Inversing it becomes trivial, the following are the steps:

  • Convert the input string S (of length b) to a 3-dimensional state array A' (of the shape \( 5 \times 5 \times w \)) . Bits are just rearranged.
  • Runs the following operations \(n_r\) times (\(i_r\) being the round index), for \(i_r\) from \(n_r\) to 0.
    • \( A = \theta^{-1}(\rho^{-1}(\pi^{-1}(\chi^{-1}(\iota^{-1}(A’, i_r))))) \)
    • \( A \) becomes the new state
  • Convert the state to a string S (of length b), bits are just rearranged, as in the first step.
  def unkeccak_rho(s, nr)
    state_from_bitarray s;
    l = Math.log(@w, 2).to_i
    (12+2*l-1).downto(12+2*l-nr) do|ir|
      uniota(ir)
      unchi
      unpi
      unrho
      untheta
    end
    bitarray_from_state
  end

That’s it! we’ve successfully inverted the permutation at the core of the Keccak algorithm.

Example testing

    # generate a vector of 1600 random bits
    msg = 1600.times.map{ [0, 1].sample }
    
    output = keccak_f(msg)
    
    inverse = unkeccak_f(output)
    
    if inverse == msg
      puts "[+] Inverting Keccak-f was successful"
    else
      puts "[-] Didn't retrieve the original message after inverting keccak-f"
    end

You can find the full program here.

The inverse of the \(1600\times 1600\) matrix can be found here. (It’ll take a few minutes to compute it on the first run)

Implications

The permutation function is known to be invertible, it’s a permutation function after all, this doesn’t make the whole hash function vulnerable. However, this property can lead to unwanted consequences, depending on the attack model we consider.

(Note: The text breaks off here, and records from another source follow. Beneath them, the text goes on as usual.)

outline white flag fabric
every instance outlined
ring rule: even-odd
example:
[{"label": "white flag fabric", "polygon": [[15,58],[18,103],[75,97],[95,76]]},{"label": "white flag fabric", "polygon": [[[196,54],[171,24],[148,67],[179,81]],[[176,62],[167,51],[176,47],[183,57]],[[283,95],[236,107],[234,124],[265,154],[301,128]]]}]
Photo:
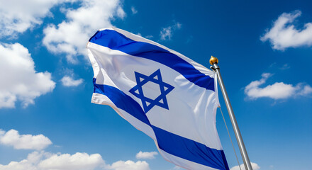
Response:
[{"label": "white flag fabric", "polygon": [[102,29],[87,44],[91,102],[108,105],[186,169],[229,169],[216,128],[216,74],[125,30]]}]

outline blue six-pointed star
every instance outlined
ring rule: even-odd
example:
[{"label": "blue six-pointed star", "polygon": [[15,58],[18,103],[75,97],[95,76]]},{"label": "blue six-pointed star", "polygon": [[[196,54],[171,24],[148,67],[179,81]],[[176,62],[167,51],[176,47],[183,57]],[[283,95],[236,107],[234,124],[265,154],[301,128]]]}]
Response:
[{"label": "blue six-pointed star", "polygon": [[[160,69],[157,69],[150,76],[146,76],[137,72],[134,72],[134,73],[135,75],[137,85],[130,89],[129,92],[135,96],[137,98],[141,99],[144,112],[145,113],[147,113],[155,106],[158,106],[169,110],[166,95],[172,91],[174,87],[162,81]],[[142,87],[149,81],[152,81],[160,85],[160,94],[155,100],[145,96],[143,94],[143,89]]]}]

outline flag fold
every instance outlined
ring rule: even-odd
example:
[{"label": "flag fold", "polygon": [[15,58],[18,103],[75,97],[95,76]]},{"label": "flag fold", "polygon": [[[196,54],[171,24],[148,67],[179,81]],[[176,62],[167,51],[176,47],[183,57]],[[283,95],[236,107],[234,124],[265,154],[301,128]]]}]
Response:
[{"label": "flag fold", "polygon": [[87,47],[94,72],[92,103],[112,107],[177,166],[229,169],[216,128],[213,72],[115,28],[96,32]]}]

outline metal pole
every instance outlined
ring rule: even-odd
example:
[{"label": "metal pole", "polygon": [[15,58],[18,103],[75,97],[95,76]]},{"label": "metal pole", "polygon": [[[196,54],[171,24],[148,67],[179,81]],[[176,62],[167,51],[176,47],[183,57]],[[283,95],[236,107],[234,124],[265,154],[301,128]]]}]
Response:
[{"label": "metal pole", "polygon": [[236,122],[235,116],[232,108],[232,106],[230,103],[230,99],[228,96],[225,87],[222,80],[221,74],[220,74],[220,67],[218,66],[218,59],[211,56],[209,60],[210,64],[212,65],[211,68],[213,69],[217,74],[218,81],[219,81],[220,88],[223,95],[224,101],[225,101],[226,108],[228,108],[228,115],[230,115],[230,122],[232,123],[233,128],[235,134],[236,140],[238,141],[238,147],[240,147],[240,154],[242,155],[243,161],[244,162],[245,169],[246,170],[252,170],[252,167],[249,160],[248,154],[247,154],[246,148],[245,147],[244,142],[243,141],[242,135],[240,135],[240,129],[238,128],[238,123]]}]

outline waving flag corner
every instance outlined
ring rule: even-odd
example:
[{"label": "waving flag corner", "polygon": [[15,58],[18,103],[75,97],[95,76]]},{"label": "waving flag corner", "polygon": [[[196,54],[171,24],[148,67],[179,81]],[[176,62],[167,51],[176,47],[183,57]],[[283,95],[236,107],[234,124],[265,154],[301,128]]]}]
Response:
[{"label": "waving flag corner", "polygon": [[215,72],[115,28],[97,31],[87,50],[94,72],[92,103],[114,108],[177,166],[229,169],[216,128]]}]

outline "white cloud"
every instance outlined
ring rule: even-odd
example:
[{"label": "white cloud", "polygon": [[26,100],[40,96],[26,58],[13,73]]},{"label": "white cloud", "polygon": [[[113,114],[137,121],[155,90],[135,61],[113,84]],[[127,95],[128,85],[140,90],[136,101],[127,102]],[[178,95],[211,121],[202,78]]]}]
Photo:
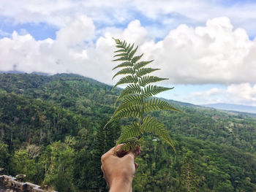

Looking back at the sponge construction, at least \(c\) bytes of the internal state will not be returned as output from the function. This property makes it one-way, if an attacker can recover the full state (\(5\times 5\times w\) matrix), he will be able to inverse the keccak permutation function, and if the input message consists of only one block, it’s possible to recover the initial vector of (\((0^r \oplus P) || 0^c\)), which includes the plaintext message \(P\).